The natural river flow is interrupted by the Trevallyn Dam, near Launceston, constructed as part of the Trevallyn Power Station hydroelectric power scheme. The river is subject to flooding which overflows at Lake Trevallyn to create the spectacle of high rapids coursing through the narrows of the Gorge.

The river's two largest tributaries are the Macquarie and Meander Rivers, with lesser tributaries being the Nile River, River Tyne, Storys Creek and the Break O'Day River – upstream of the junction with the Macquarie. The Meander's main tributaries are the Liffey River and Quamby Brook and the Macquarie's main tributaries are the Lake, Isis, Elizabeth, Blackman, and Tooms rivers. These tributary watercourses drain the entire north Midlands valley, the watersheds of the Western Tiers, Ben Lomond plateau and Eastern Ranges south of Ben Lomond.

==History==
===Indigenous history===
The river is known in palawa kani, the language of Tasmanian Aboriginal people, as plipatumila. Other recorded Tasmanian Aboriginal names for the river are mangana lienta (from the word menanyer meaning 'large stream' and liena – either fresh water or related to a word for the Fingal Valley) and mooronnoe, the northern reach around modern day Hadspen.

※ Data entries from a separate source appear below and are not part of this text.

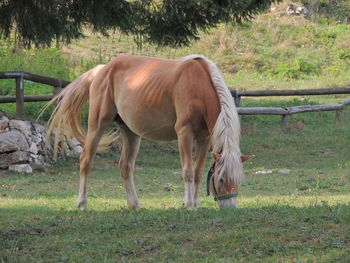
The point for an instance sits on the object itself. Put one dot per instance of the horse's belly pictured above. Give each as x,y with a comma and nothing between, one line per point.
152,125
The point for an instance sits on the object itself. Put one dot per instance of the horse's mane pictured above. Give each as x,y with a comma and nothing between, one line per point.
226,132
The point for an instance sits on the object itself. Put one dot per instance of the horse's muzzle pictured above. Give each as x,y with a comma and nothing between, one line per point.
228,203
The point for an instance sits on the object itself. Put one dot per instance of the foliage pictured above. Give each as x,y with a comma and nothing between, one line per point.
167,22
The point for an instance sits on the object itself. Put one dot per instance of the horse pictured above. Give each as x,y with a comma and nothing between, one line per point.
162,100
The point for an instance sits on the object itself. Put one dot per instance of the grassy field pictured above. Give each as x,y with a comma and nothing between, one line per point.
295,199
300,216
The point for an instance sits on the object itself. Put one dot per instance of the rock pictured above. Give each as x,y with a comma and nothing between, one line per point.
24,127
13,141
7,159
4,123
39,129
21,168
33,148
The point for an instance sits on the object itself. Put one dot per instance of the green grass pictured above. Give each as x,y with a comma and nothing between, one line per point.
303,216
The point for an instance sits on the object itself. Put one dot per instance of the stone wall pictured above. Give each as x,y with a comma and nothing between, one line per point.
22,145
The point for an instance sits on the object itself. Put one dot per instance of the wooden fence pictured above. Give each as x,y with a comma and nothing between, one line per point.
58,84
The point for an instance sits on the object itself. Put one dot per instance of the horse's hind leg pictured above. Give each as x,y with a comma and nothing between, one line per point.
185,141
201,149
131,146
99,118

The South Esk River runs through, and forms the borders of, traditional lands of two nations of the Palawa. The Ben Lomond Nation occupied territory enclosed by the river's western and southern stretches and occupied the entire upper reaches as far as its northern watershed. The Panninher, Tyrernotepanner and Leterremairrener clans of the North Midlands Nation occupied the territories to the west of the river. The Aboriginal clans exploited the hunting grounds alongside the river and took the native freshwater mussel for food.

The river was frequented by Aboriginal people, and remnants of their campsites and toolmaking have been found along the river. The ethnographic record describes particular meeting areas, or 'resorts', on the river, such as Stony Creek, near Llewellyn; Glen Esk (near Nile); Native Point, near Perth; and at Hadspen.

===European history===
The river was renamed by Colonel William Paterson in December 1804 after the eponymous Scottish river.